Thomas concedes that, amid losses such as the Department of Health’s anti-smoking work and BMW, Dare has had a "difficult time in the past year". Despite this, Dare had "quite a lot of interest" from potential investors. When Martin first approached, Thomas says even she had never heard of Oliver but quickly saw the "yin and yang". "I’m still waiting to hear the downsides," she says.
Martin says Dare’s decision to return to its digital roots was a "very good thing" and puts it in the context of wider turmoil in marketing. "A lot of agencies are changing their shape and size," he says. "Dare refocused its proposition. The consequences were that it is doing a more focused and even better job for its clients than it was doing in the past. Its staff are having a lot of fun and really enjoying what they are doing because they are very good at it."
Alongside Thomas, the senior talent left at the agency includes the planning partners, Rachel Hatton and Mark Bell, the four managing partners and Cooper. Mark Collier, the non-executive chairman and founder of Dare, will become the first non-executive director of the Oliver group. Collier says he is "excited" about the role, which will span the main offering and Dare. He describes the in-house agency proposition, something Dare has also offered, as a "future-facing model".
Thomas says Dare’s existing "Dare Inside" proposition will benefit from learning from Oliver’s proven commercial model for in-house agencies. But Oliver is going to help Dare with more than just business acumen. Martin says he wants to "invest heavily in its growth and development". Any departures from the agency were planned before the deal and Oliver is only going to be recruiting new talent at Dare. That will mean growing internationally as well in the UK.
And Oliver certainly seems to be on the move. The day it bought Dare, the group also announced it had acquired Aylesworth Fleming, a property marketing agency. Both acquisitions build Oliver’s national footprint, ensuring it has more staff close to its clients around the country. While Oliver only had its London base, Aylesworth Fleming has offices in Bournemouth, Leicester and Manchester, and Dare operates Dare West in Bristol.
"We believe not only in having people close to our clients by having our people in their world, but we also believe the other people in our group that support those agencies should be as near as possible," Martin explains. "We think being close facilitates understanding and trust, and a focus on delivery and being client-centric. We’ve got a great UK footprint now. We have five hubs from which we can support our in-house agencies."

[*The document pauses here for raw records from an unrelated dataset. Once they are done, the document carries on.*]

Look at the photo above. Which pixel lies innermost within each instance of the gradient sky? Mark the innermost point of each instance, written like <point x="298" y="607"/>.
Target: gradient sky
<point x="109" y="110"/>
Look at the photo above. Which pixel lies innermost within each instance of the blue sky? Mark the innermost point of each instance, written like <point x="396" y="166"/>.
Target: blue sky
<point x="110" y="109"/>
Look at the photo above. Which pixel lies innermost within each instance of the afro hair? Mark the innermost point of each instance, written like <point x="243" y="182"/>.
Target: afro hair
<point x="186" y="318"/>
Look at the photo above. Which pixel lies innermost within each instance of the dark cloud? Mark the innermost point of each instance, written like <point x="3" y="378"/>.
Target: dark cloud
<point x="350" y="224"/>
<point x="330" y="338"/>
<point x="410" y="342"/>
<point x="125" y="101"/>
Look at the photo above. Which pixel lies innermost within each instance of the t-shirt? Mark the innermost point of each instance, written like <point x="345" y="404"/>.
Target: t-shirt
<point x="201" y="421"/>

Martin says the acquisitions are born from his belief that agencies’ "only sustainable competitive advantage is the people [they] employ". He speaks articulately about needing to deliver sustainable client benefits, differentiation from competition and operational capability. Just as the agency changed to achieve those goals when it refocused on the in-house model, so it has again through these acquisitions. Oliver will now go directly to market as Dare or Aylesworth Fleming but also harness their capabilities for Oliver clients.
For an agency that has not attracted many headlines, Oliver has some powerful admirers. "Oliver is making good headway right now," Peter Cowie, a managing partner at Oystercatchers, says. "It is capitalising on the growing demand from clients for in-house agencies and studios, and now looks to be a force to be reckoned with through the acquisition of Dare."
If Martin comes across more like a business leader than an agency suit, it is probably because that is what he is. But, as Markey says, "if you want to keep in step with clients, being a strong business leader is 90 per cent there". With revenues of £42 million and expanding all the time, Oliver is a shop everyone should keep a closer eye on.